Figure 6. Illustration of high-order epistatic effects in the power model (here with negative epistasis, α nβ with α = 0.1 and β = 0.8). The second-order epistatic effect is negative (the power model is always below the additive prediction), but the third-order effect is positive (the power model is always above the quadratic model). The sign of the interactions thus alternates when β < 2, and their relative size does not decrease rapidly. As a result, the effect of combining several mutants cannot be properly inferred from simpler combinations—for instance, the prediction for four mutants is not much better for the second-order epistatic model than for the additive model, and can even be worse with more substitutions.
This issue is avoided with the quadratic model, which is limited to interactions between pairs of loci. However, this quadratic model implies that mutational effects can switch signs depending on the genetic background (sign epistasis). This property, which is sometimes perceived as undesirable when considering epistasis for fitness (Wilke and Adami, 2001), could explain the persistence of alternative models. Another side effect of most unidimensional models of epistasis for fitness is that mutations are assumed to be of constant size. Relaxing this assumption significantly alters the evolutionary properties of the system (Butcher, 1995; Otto and Feldman, 1997), casting doubts on the operational meaning of β (or β′) parameters.
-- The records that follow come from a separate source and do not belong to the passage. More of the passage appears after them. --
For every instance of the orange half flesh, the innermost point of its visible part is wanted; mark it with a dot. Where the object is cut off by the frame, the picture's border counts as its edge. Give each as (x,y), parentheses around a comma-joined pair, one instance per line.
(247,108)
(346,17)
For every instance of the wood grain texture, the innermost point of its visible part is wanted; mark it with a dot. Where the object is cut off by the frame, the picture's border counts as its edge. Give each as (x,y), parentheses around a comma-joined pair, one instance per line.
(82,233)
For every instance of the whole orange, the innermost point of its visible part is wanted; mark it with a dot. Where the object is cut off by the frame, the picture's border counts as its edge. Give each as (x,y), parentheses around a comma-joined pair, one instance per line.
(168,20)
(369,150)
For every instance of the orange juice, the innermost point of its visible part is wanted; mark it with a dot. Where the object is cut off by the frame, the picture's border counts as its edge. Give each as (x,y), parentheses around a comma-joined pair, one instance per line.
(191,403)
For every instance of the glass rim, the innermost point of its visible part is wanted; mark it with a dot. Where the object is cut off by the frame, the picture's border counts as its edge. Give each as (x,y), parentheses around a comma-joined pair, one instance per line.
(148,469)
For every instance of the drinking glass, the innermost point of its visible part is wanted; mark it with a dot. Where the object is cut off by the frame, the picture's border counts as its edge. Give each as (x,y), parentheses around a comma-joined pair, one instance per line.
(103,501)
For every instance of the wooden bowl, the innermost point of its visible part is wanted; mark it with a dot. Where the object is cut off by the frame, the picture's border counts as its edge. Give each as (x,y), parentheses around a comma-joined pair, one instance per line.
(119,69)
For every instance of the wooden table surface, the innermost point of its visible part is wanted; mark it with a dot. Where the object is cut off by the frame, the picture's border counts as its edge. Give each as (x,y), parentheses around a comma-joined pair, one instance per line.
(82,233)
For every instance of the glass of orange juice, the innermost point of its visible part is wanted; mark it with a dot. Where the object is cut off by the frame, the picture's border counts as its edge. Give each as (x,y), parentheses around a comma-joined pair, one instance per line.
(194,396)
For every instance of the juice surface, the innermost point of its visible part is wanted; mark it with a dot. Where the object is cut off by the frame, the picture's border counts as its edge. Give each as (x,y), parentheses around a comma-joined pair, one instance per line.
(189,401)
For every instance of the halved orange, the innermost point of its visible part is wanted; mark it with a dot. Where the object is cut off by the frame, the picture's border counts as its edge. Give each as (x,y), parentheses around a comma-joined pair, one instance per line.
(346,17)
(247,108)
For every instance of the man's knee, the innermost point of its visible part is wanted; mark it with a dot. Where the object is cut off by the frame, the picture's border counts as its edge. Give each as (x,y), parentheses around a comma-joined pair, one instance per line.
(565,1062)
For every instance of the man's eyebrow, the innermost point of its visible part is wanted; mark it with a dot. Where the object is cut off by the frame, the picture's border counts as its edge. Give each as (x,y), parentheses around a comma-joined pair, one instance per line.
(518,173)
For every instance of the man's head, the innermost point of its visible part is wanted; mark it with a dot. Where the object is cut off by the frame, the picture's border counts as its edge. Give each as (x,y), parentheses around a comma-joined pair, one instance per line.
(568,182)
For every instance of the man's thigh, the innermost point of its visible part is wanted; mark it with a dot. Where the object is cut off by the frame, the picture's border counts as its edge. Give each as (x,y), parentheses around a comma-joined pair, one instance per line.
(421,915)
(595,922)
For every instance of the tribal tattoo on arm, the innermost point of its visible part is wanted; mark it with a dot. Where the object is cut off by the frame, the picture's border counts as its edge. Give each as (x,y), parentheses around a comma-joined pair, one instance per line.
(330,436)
4.2. Full-Genome Epistasis
For most of the 20th century, the concept of genotype-to-phenotype map was mostly virtual, and mainly used for theoretical purposes. The possibility to access complete individual genomes for a reasonable price has not really been anticipated by quantitative geneticists, and we are now in the uncomfortable situation of not being able to properly translate the massive amount of data collected experimentally into ground-breaking theoretical insights. Indeed, it is widely acknowledged that the revolutionary improvement in the quality and quantity of genotypic information has not generated a proportional improvement in our ability to describe the genetic architecture of quantitative traits from genome-wide association studies. This “missing heritability” problem might be partly due to our inability to detect properly epistatic interactions (Maher, 2008; Zuk et al., 2012; Hemani et al., 2013).
Identifying interacting pairs of loci from a genotype-phenotype dataset schematically follows two strategies: (i) combine epistatic and marginal effects while mapping loci, with the hope to increase the genetic signal (Carlborg and Haley, 2004), or (ii) first map loci based on their marginal effects, and estimate epistasis a posteriori between pairs of significant loci. Although theoretically elegant, the first strategy generally collapses with high-quality sequencing data because there are so many pairwise combinations to be tested that statistical noise overcomes the genetic signal by orders of magnitude. So far, the second strategy is thus unavoidable for estimating epistasis from high-throughput sequencing data. On the one hand, some epistatic loci will not be detected (in particular, those involved in sign epistasis, which may have no marginal effect). On the other hand, we know from Equation (2) that the impact of loci on the composite epistatic coefficient is weighted by their (marginal) genetic variance, meaning that the loci with no additive effects will not affect directional epistasis. Consequently, estimating epistatic noise in general remains a complex task, and may require further statistical development. When it comes to directional epistasis, focusing on major loci is much less problematic and ensures a proper estimation of this biologically meaningful parameter.
4.3. Consistency Across Estimates
This paper illustrates the estimation of epistasis directionality by several methods, using independent data describing the same biological system. The various estimates are reported in Table 2. The units and the meaning of the epistatic coefficients differ according to the method. In order to facilitate the comparison, an epistatic factor f100 is provided. This factor corresponds to the coefficient by which genetic effects change when body weight increases by (arbitrarily) 100 g.
Table 2. Summary of the directional epistasis estimates from different sources of data and different methods.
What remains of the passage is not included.